Monsieur le “Président” J’ai appris, et j’espère que c’est faux, que vous avez, à nouveau, rappelé l’ambassadeur de notre pays au pays. Pourquoi, donc, gardons-nous tout un contingent armé au Mali. Pour qui sommes-nous là-bas. En 2013, je me souviens, c’était bien pour le Mali, ses intérêts et son intégrité territoriale que vous avez mis en avant pour envoyer un contingent militaire nigérien dans ce pays frère et ami.

Je vous le disais à l’entame de cette lettre, n’écoutez pas la voix des “vat- en-guerre” , vous êtes l’unique perdant de ce débat malsain. Il n’y a pas un autre, croyez-moi. Ce débat ne pouvait d’ailleurs mal tomber pour vous. Dans un contexte politique interne où l’on vous dit à couteaux tirés avec l’autre, décidé à reprendre la totalité du contrôle des manettes du pouvoir, et vous savez mieux que moi, pourquoi et pour qui, vous devez réduire au maximum les fronts. Cela vous permettra de vous concentrer sur l’essentiel, c’est-à-dire le Niger, qui attend de vous et de votre gouvernement un sursaut supplémentaire afin d’apporter aux réels problèmes, des solutions appropriées. Le Mali ne fait pas partie de ces problèmes, n’en faites pas un. Plutôt vous laissez passer le vent de ce discours et des propos qui vous ont écorché, mieux vous allez le surmonter. C’est un conseil sincère.
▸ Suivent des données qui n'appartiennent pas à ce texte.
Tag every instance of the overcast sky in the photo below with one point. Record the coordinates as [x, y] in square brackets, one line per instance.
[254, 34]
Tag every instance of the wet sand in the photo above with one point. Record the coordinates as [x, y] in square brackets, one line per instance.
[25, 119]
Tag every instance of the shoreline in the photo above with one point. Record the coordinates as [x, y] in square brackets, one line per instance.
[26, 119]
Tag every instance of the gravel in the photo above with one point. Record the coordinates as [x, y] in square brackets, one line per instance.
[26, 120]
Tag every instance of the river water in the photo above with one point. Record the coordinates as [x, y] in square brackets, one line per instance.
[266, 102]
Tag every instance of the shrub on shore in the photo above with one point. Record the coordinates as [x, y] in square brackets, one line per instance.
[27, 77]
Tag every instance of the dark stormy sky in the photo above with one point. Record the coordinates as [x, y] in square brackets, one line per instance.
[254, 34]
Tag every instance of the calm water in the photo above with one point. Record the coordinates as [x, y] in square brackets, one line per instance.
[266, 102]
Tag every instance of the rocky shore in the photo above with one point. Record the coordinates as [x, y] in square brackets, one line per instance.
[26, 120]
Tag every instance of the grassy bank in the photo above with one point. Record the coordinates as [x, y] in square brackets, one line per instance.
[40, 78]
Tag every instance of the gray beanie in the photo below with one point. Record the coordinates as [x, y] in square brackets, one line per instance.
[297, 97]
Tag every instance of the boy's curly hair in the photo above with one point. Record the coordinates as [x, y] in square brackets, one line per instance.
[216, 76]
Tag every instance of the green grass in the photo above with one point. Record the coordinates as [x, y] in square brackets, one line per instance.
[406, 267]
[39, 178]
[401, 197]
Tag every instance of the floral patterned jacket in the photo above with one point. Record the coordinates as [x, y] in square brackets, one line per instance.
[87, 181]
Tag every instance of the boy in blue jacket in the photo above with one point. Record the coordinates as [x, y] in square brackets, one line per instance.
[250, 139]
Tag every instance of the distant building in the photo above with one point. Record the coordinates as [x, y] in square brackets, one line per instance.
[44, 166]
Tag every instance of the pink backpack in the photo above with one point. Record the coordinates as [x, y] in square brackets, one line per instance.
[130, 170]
Monsieur le “Président” La France, je suppose, est plus qu’heureuse de vous voir vous braquer totalement contre le Mali au point de prendre, de façon tout à fait isolée, des sanctions visant à étouffer ce pays frère. Cela ne sert pas les intérêts du Niger. De mon point de vue, c’est une décision insensée puisqu’il s’agit d’un couteau à double tranchant. Je dois vous apprendre que suite à la note de service de la direction générale des douanes, les ressortissants maliens d’Ansongo, au Mali, ont décidé de saisir tous les véhicules contenant du carburant en provenance du Niger et destinés à la Minusma afin de le distribuer gratuitement à la population civile d’Ansongo et de la région de Gao. Pire, les organisations de la société civile d’Ansongo disent attendre des autorités maliennes une réplique appropriée en décidant de « bloquer les produits vivriers algériens qui transitent par la région de Gao pour le Niger, dans les plus brefs délais ». Y avez-vous pensé ? Si, comme beaucoup de nos compatriotes le disent, vous faites tout ce que vous faites à l’encontre du Mali pour servir la France, c’est vraiment dommage, car j’en ai personnellement honte, en tant que citoyen nigérien. J’ai honte surtout de constater que des autorités nigériennes, en l’an 2000, ont concédé à la France ce que Diori Hamani n’a pas accepté en 1967, déjà, avec la guerre du Biafra. En accueillant les forces militaires françaises sur notre sol alors qu’elles ont été chassées du Mali, vous avez commis une grave erreur que l’Histoire, pas celle frelatée avec laquelle l’on s’accorde de beaux rôles, mais celle qui va être écrite par les historiens, va se charger d’établir. C’est l’Histoire du Sahel ensanglanté et endeuillé par des forces armées obscures dont nos compatriotes, comme les citoyens maliens et burkinabè, ont une idée claire. C’est l’Histoire de l’Afrique tout simplement qui se bat pour sa liberté et son intégrité, en un mot pour cesser d’être ce que l’ancien ministre des Affaires étrangères d’Abdoulaye Wade, Cheikh Tidiane Gadio, a appelé le continent « des riches les plus pauvres du monde et les pauvres les plus riches du monde ». C’est à vous de choisir dans quel camp vous allez être. Une chose est certaine, les peuples nigérien et malien partagent la même vision, épouse le même combat et nourrit les mêmes espoirs, ceux d’États souverains qui décident souverainement de leur destin.